Thursday, 29 November 2012

Bowden Blowout!

Had my first Bowden tube failure the other day the tube became detached at the extruder motor end due to internal pressure I guess, and in my frenzy to get it fixed I broke my hot end’s heat resistor, unfortunately I had no stock of these resistors but I did have the old Darwin hot end that I had retro fitted with a new heater block purchased on eBay (it used to heat using a coil of nichrome wire) I had already fitted my only spare heat resistor to this hot end so I thought whilst I was waiting for the replacement resistors to arrive in the post I would fit the old Darwin hot end to the Prusa and see what it could do.

After much fiddling around I managed to get this “working” the quality was poor compared to the Parcan hot end as the nozzle diameter is approx. 0.9mm on this old hot end, also this hot end has a brass hexnut style nozzle so it would be fairly easy to replace the hexnut with one with a smaller nozzle hole, this was all done so that I could test the possibility of reusing this modified Darwin style hot end on the Darwin once I get it back up and running.

In fact I was actually in the middle of printing a new X carriage for the Darwin when it broke, the new X carriage is based on the 10mm lm10uu linier baring derivative of RichRaps great Quick-change X carriage (ref).
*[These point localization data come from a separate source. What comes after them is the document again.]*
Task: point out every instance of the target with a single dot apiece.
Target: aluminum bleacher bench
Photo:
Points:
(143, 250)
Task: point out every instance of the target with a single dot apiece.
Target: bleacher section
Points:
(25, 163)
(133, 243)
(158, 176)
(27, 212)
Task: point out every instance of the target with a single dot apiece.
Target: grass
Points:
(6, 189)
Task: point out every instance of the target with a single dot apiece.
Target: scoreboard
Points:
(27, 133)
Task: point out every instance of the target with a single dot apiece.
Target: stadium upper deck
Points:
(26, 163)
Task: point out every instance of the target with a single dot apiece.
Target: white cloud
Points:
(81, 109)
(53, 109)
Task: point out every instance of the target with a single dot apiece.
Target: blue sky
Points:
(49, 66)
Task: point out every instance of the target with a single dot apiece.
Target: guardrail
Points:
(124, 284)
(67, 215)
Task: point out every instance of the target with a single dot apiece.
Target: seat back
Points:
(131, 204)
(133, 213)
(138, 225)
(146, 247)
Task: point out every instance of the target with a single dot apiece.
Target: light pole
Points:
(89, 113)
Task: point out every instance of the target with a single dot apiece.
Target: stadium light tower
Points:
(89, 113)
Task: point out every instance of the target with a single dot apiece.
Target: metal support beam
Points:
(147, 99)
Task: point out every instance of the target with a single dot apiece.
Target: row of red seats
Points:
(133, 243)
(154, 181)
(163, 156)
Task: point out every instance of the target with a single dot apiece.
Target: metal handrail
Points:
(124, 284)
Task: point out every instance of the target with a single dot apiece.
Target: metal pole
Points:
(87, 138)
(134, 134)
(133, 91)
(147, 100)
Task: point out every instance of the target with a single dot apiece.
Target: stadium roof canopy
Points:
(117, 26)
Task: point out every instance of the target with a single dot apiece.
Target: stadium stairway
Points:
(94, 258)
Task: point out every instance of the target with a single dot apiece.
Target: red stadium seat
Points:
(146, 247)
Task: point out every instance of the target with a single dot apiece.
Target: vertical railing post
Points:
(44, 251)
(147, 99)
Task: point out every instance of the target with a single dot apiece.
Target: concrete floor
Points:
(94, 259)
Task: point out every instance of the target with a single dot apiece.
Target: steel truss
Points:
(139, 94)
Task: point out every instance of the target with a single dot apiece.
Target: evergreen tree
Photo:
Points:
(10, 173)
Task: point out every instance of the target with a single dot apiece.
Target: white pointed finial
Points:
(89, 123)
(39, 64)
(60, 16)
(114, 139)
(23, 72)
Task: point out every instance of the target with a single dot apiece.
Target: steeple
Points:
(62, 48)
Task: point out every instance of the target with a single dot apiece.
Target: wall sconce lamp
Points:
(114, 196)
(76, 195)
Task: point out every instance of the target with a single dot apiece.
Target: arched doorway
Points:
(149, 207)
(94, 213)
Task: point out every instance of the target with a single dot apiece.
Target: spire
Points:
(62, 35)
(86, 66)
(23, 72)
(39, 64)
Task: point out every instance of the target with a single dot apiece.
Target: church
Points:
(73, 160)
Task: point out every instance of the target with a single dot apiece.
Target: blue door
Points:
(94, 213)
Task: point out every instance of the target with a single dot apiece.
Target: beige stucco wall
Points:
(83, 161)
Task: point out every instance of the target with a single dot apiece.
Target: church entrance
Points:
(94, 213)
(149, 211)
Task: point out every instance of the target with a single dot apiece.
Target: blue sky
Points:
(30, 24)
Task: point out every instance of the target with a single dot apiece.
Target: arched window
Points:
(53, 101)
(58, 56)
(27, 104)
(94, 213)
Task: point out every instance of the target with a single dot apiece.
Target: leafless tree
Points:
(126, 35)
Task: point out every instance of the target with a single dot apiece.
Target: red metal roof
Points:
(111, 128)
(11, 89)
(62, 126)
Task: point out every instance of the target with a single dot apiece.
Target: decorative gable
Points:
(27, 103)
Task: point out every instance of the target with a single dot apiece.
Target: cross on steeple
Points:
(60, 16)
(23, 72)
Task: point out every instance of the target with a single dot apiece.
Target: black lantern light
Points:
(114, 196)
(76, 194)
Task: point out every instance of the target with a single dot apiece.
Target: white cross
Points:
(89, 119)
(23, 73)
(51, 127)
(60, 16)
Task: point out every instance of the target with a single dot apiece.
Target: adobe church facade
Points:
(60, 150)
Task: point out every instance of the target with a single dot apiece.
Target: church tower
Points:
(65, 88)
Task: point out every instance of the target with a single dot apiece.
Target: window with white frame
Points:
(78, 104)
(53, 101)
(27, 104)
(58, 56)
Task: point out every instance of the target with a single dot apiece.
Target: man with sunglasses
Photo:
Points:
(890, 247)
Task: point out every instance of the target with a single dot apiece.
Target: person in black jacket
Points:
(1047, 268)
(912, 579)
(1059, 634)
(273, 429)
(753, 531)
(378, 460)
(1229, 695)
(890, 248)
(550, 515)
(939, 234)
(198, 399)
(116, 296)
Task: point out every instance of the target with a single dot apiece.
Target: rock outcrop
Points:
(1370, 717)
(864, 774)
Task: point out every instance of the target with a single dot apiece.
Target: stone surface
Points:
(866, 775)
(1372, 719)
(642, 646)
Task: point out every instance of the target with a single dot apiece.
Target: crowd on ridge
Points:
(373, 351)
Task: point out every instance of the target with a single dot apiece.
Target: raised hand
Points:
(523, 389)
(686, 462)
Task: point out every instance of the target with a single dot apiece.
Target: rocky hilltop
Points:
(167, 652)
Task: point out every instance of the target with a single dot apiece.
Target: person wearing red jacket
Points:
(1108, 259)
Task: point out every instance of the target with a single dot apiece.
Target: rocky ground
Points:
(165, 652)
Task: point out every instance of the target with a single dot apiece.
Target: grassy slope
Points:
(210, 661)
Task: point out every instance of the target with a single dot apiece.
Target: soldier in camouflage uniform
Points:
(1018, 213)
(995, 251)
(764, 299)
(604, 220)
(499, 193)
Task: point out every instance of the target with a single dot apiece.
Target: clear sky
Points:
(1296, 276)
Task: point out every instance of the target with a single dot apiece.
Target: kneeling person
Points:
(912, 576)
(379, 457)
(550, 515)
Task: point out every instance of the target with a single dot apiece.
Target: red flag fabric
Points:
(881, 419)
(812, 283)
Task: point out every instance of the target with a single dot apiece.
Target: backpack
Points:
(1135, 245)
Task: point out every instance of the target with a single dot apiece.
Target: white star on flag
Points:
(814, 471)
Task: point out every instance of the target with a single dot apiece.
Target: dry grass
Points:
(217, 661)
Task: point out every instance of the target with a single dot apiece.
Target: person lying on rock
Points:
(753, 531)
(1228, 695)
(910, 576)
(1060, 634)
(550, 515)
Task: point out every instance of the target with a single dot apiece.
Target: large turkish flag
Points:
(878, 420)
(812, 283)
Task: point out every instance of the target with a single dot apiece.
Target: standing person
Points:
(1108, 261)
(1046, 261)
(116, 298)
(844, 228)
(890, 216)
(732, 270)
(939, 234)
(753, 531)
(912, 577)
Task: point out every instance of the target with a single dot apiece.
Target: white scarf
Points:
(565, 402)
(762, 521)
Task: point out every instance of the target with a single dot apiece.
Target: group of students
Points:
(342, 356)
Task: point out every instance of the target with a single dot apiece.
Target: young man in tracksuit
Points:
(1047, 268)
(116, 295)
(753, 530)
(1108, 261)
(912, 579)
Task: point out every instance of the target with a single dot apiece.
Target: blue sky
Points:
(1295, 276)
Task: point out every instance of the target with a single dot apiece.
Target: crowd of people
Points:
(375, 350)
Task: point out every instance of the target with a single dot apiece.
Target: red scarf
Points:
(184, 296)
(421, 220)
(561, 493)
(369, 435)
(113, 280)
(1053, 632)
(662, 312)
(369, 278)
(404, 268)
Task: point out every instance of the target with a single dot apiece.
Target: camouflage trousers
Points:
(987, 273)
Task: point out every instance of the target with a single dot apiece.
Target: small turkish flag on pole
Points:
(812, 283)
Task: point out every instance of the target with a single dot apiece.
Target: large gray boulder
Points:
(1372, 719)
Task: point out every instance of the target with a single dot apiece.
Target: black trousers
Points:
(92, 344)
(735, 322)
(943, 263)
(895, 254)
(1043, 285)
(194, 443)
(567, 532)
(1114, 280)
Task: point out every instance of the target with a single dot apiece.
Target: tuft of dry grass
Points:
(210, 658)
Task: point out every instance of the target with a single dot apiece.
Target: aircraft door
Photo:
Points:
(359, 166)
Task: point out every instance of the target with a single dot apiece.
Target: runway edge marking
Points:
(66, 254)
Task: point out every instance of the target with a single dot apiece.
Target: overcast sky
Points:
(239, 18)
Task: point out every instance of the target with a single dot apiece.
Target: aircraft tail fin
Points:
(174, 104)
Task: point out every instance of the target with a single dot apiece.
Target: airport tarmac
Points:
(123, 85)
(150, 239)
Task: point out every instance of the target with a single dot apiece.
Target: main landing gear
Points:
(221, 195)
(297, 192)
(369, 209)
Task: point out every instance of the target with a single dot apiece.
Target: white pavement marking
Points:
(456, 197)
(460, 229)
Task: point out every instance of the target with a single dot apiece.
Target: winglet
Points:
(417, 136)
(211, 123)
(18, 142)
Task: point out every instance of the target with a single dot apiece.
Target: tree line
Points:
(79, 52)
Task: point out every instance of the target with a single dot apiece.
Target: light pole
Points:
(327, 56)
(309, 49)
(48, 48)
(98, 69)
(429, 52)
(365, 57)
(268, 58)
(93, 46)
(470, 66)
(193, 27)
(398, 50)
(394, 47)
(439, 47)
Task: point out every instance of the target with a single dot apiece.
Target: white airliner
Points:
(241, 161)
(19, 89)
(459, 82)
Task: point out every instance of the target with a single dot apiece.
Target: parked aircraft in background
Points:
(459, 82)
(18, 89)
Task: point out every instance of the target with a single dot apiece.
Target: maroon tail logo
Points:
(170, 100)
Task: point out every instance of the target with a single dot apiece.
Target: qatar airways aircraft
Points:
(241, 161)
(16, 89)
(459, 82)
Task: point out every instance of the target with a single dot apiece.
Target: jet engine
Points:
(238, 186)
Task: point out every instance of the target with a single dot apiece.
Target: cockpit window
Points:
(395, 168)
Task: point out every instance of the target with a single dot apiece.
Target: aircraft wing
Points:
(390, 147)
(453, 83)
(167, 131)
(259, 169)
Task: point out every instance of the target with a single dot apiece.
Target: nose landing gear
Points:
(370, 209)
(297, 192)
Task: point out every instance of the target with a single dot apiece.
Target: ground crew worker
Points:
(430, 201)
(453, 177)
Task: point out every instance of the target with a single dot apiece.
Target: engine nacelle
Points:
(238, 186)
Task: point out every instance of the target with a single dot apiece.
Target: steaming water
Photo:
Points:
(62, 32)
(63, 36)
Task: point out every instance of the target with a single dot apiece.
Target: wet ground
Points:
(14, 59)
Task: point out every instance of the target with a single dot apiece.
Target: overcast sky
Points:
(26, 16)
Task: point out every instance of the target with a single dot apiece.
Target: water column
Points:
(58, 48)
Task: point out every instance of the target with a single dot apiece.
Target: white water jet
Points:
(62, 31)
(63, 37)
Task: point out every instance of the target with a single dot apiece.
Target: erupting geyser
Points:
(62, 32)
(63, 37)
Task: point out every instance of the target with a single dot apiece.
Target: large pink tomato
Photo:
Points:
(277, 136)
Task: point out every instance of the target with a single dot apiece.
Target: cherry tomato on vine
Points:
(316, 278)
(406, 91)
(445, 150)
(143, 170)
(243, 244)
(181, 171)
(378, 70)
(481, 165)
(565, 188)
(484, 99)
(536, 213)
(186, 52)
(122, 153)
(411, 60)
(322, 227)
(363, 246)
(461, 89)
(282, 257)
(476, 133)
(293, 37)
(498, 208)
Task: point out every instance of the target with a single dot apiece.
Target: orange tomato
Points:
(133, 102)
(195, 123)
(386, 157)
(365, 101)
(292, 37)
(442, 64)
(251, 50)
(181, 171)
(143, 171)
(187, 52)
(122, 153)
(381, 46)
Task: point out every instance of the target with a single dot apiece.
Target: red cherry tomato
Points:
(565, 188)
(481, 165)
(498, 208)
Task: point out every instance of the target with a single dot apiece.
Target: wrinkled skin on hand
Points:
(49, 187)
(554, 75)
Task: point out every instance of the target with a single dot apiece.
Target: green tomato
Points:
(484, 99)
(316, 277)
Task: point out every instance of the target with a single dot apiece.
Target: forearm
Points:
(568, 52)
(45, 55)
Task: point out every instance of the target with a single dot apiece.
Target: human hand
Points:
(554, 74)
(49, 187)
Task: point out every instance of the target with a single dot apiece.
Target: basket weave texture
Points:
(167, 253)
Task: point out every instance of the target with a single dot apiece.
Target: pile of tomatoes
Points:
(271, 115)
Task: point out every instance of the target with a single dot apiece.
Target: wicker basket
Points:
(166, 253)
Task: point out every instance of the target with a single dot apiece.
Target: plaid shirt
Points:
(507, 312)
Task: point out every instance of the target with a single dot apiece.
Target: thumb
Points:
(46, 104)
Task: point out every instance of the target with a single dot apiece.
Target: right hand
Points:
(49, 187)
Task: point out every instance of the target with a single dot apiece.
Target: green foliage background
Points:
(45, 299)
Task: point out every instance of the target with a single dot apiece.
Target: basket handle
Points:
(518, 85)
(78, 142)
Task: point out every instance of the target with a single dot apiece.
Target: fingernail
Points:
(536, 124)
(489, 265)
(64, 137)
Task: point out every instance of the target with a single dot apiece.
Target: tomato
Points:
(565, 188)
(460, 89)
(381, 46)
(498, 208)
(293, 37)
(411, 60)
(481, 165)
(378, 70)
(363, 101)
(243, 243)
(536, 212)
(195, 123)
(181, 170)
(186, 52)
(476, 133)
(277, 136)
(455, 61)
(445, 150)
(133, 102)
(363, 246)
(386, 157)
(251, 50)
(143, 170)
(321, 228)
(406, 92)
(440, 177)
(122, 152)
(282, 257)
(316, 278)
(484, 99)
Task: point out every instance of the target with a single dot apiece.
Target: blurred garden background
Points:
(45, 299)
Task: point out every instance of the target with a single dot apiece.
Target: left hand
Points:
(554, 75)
I had already printed one of these 10mm Quick-change X carriages but it turned out that the Darwin has 42mm X rod spacing unlike the Prusa which has 50mm X carriage rod spacing, so I loaded Sketchup and modified the X carriage (virtually) chopping 8mm out of the center and bringing the 2 halves back together and exporting as STL.

Printed this modified Quick-change X carriage using the old Darwin hot end (with retrofitted heater block) this worked remarkably well (well at least better than I had expected) and after a few hours of fiddling the Darwin is moving again.